JPMorgan might have done pretty well across the board for Q2, but no one seems to have told the Corporate & Investment Bank (CIB).
The headline figures in the CIB are pretty stark in comparison to the all-conquering retail bank. Compared to the first quarter of this year, investment banking revenue was down -6%, dragged down hard by falling advisory revenues, which declined by 29%. Capital markets climbing 13% (35% up for ECM, 5% up for DCM) were a valiant but ultimately poor seawall trying to hold back a deluge.
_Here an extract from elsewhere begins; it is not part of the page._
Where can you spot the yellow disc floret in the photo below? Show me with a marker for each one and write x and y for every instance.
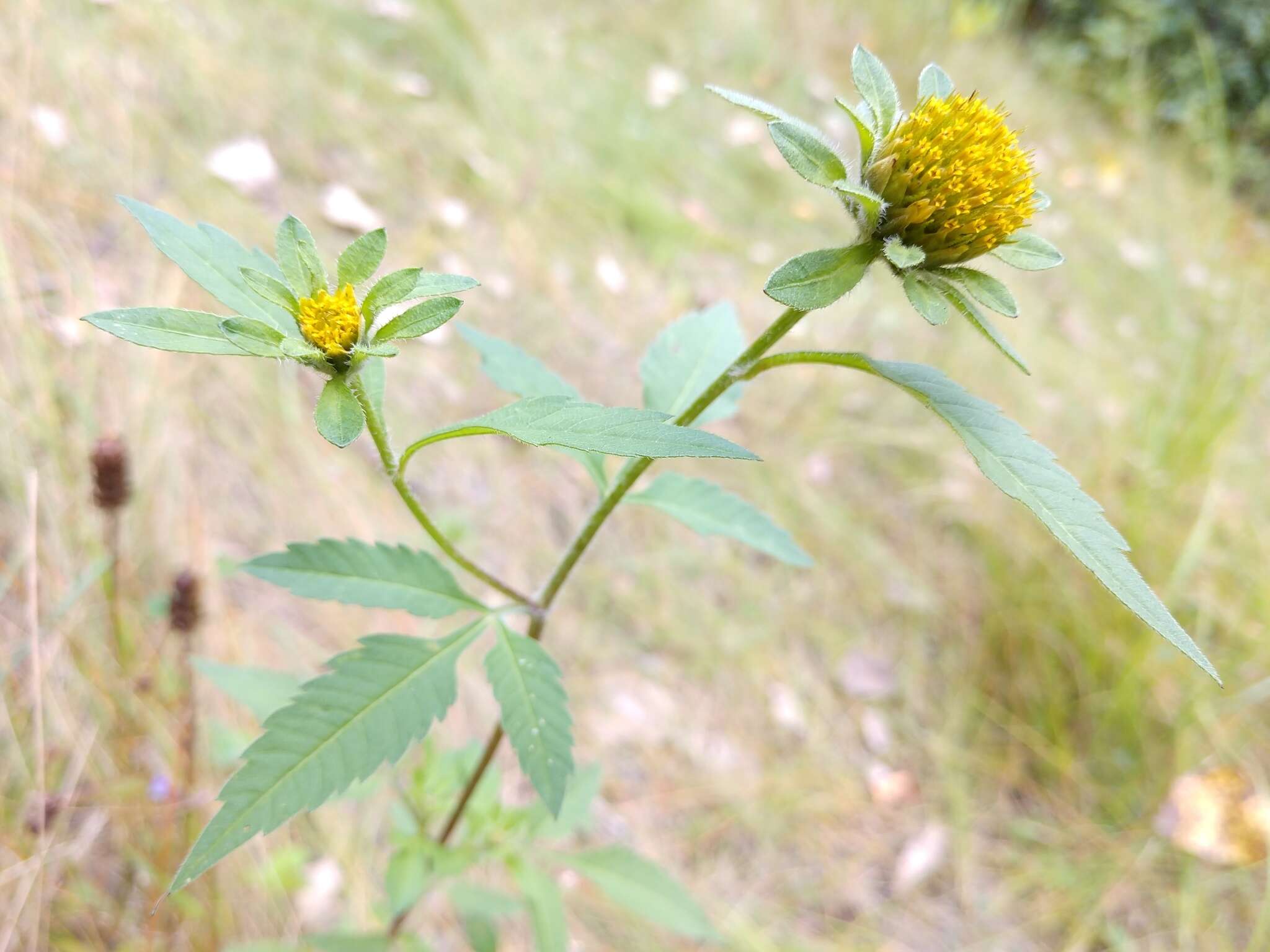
(956, 180)
(331, 322)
Fixed income and equities trading were down 16% combined (-20% and -9% when separated, respectively).
Compensation was down as a result; CIB staff were paid an average of $46k per head, compared to $55k per head last quarter, and $50k for the second quarter of 2022. The numbers were (a bit) better when looked at for half-years however, with compensation of $101k per head compared to $108k last year.
Although the fall in compensation was due to the bank putting less money aside for pay, it wasn’t helped by the CIB’s ever-expanding headcount; it added around 500 people over the last quarter, and over 5,000 in the last 12 months.
JPMorgan’s hesitance to cut jobs is making its people less well-off, it seems. The only cut it has announced recently (across its 300,000-strong workforce) is a 500-person tech cull. That doesn’t really compare to its rivals; Goldman Sachs, who cut over 3,000 people, and Morgan Stanley, who cut around the same.